When I was here last fall, I spent a few days on Phi Phi island, which is one of my favorite places in Thailand, and I usually go there every time I’m over here. This trip, my friends from Seattle, Rande and his wife Kim, were here for a few weeks in March so I went with them back to Phi Phi island. They go there every year, and in fact were married there six years ago so it’s a special place for them. As a side note: based on my raving review of my trip last fall to Myanmar (Burma), they decided to go there for a week before heading down to Phi Phi island. They loved Myanmar! So if you’re thinking about going somewhere very different, go back and read my Myanmar blog posts and then book your tickets. J
One of the days on Phi Phi, we took a longtail boat out for the day to cruise around to some of the surrounding islands. There are actually two Phi Phi islands: Phi Phi Don, which is the larger island that has the village, hotels where we stay, bars/restaurants, etc.; and Phi Phi Leh, which is a smaller island that is entirely a national park and uninhabited.
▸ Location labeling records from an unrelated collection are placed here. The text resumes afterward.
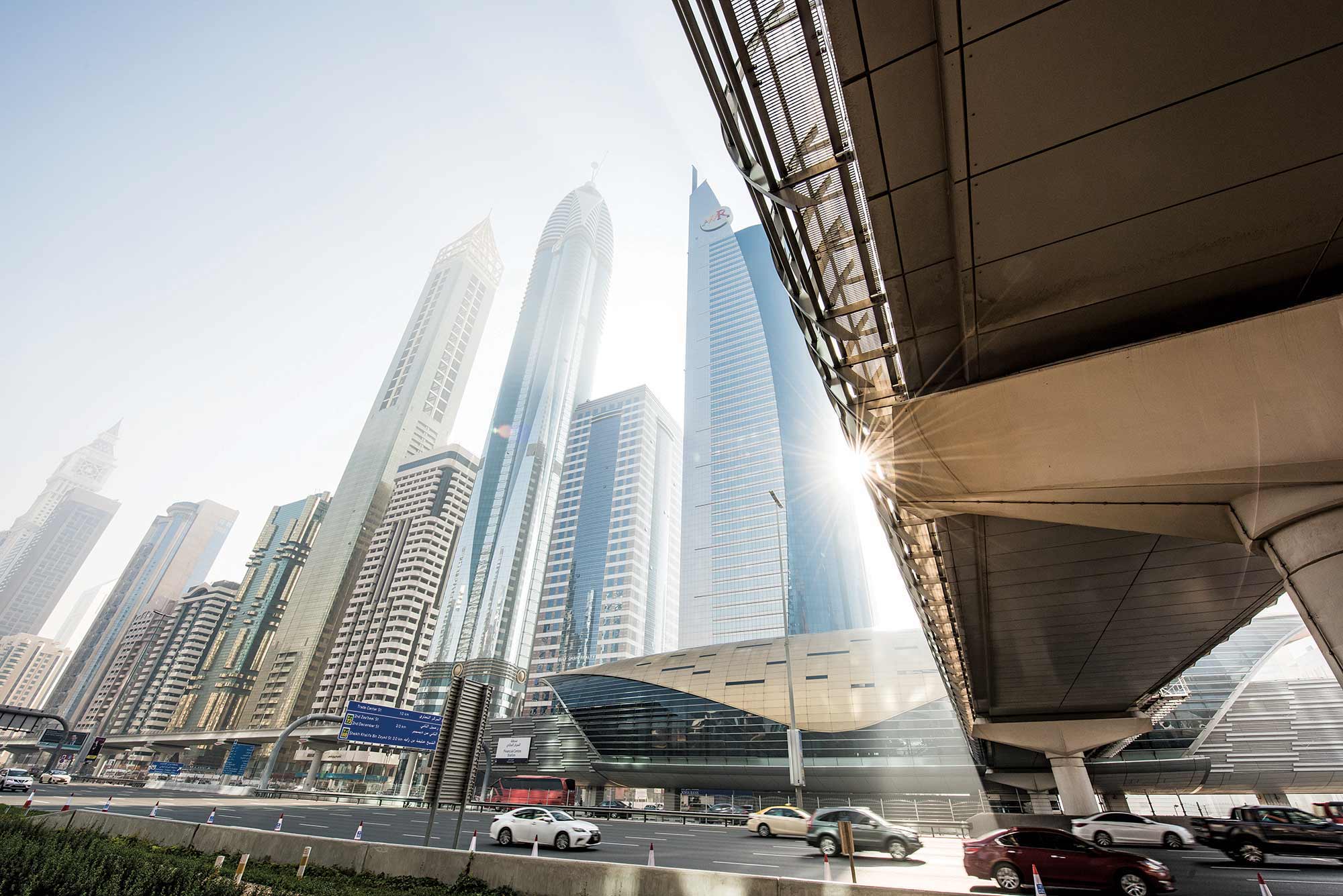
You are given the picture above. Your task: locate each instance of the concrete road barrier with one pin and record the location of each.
(527, 875)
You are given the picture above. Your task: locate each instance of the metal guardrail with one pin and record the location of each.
(931, 828)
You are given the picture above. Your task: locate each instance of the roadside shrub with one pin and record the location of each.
(44, 862)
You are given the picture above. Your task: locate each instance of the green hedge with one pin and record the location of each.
(46, 862)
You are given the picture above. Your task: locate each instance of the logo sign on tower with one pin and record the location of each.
(723, 215)
(390, 728)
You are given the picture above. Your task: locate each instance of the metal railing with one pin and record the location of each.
(934, 828)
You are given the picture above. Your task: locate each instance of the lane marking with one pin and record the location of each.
(745, 864)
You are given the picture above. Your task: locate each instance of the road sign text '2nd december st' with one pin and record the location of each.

Phi Phi Leh is primarily famous for being the location where the late-1990’s movie The Beach was filmed (starring Leonardo DiCaprio). Phi Phi Leh is truly a stunning place, and the beach where the movie was filmed is beyond postcard-beautiful. Additionally, there are several other bays and beaches around the island that have amazing green-turquoise water, white soft sand, and are surrounded by towering limestone rock pillars.
The first few years that we went there, starting in 2000, there were very few other boats/tourists there. I hadn’t been to Phi Phi Leh for at least 6 or 7 years, so I was excited to go back this trip. While the beauty of it is still there, I was a bit let down by the sheer number of tourists there. Moreover, it’s tourists in large speedboats that cruise over for quick daytrips to the island. I don’t mind the tourists in the traditional longtail boats, but seeing a beautiful bay full of shiny new 30+ foot speedboats, each equipped with 3 big Mercury outboard engines on them, takes a lot away from the nostalgic and natural feel of the place. It’s one of those things where people love to see unspoiled places, but in doing so those places get spoiled by the crowds of people. Progress isn’t always a good thing, I guess…
Despite the speedboats and other tourists, we had a fantastic day. We stopped by a beach where a pack of monkeys live and you can feed them bananas or fruit, although they will also happily take your sunglasses, cameras, water bottles, or anything else they can get their grubby little hands on.
There are two other nearby islands, Mosquito and Bamboo islands. These are basically uninhabited, although I think on one of them there may be a small group of sea gypsies that live there and fish nearby. The last time I was at Bamboo island, we had the entire island and beaches to ourselves. This trip we had to share them with other tourists, but the beach and water are still stunningly beautiful.
After a fun day island-hopping, we had a great dinner at the hotel. They had a “traditional Thai” night, where some of the staff from the hotel dressed in traditional Thai dance outfits and performed various dances to Thai music while everyone had dinner. As always, Phi Phi island delivered another fantastic experience for me!